Numerical Study on Deformation and Ignition Process of Impacting Granular HMX Explosive in Drop Hammer Test

Abstract

Two-dimensional numerical simulation of the impact process for drop hammer on granular HMX was carried out by using ANSYS/AUTODYN software. The temperature rise generated in particles was estimated via the principle converted from plastic work to heat energy based on the calculated values of stress and plastic work. The HMX particles was geometrical shapes and round, assuming that the particles had elastic-plastic deforming properties. Particle stack form had two kinds of situations of regular and irregular arrangement. The initial velocity of the drop weight was calculated through setting the drop height and the formula of free fall. For different drop heights and the calculation of different yield stress values of sample particle material, the temperature rise changes in particles under drop hammer impact were obtained.

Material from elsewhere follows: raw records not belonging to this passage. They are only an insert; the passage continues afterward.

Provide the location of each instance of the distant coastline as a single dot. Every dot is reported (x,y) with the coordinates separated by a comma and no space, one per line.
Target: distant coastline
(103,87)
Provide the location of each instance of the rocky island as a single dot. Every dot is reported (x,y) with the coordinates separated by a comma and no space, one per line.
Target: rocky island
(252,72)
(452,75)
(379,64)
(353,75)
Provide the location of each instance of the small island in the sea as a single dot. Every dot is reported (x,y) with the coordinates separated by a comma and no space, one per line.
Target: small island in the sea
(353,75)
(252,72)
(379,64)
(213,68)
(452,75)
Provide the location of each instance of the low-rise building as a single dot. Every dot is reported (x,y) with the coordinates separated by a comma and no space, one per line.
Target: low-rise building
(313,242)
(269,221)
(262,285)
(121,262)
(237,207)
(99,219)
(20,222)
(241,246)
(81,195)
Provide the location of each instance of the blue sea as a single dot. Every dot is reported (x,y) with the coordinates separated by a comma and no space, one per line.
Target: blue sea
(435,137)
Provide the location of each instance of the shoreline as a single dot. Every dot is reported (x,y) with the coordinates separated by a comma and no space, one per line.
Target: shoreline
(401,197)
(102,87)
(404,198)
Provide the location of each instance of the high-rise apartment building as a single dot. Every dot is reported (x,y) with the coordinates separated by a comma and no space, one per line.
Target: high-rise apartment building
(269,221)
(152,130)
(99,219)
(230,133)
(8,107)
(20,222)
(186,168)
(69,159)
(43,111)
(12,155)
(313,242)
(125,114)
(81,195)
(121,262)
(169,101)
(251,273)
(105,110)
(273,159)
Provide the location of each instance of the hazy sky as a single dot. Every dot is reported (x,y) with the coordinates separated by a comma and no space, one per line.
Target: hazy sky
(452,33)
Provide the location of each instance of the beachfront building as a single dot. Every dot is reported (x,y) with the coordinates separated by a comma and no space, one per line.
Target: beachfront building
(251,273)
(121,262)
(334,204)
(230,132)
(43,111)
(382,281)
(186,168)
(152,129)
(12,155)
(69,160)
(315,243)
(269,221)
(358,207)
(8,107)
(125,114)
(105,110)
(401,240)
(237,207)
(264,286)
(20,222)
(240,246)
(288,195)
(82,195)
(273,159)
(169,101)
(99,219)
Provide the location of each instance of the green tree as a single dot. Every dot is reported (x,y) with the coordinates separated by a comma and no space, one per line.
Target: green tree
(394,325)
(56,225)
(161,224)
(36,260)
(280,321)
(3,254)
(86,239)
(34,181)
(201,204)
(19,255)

The results showed that the regular arrangement produces low temperature (37.2 ℃) rise, whereas the irregular arrangement produces higher temperature (142.9 ℃) rise. In irregular arrangement, the local plastic deformation work of particles can lead to higher temperature rise, causing particle ignition. At the same time, considering the uncertainty of the yield stress value of HMX, the calculation of temperature rise is performed taking the smaller yield stress value(0.13 GPa), while the other calculation conditions are the same, and the temperature rise obtained is 83.2 ℃, which got 59.7 ℃ lower than the yield stress value of 0.26 GPa.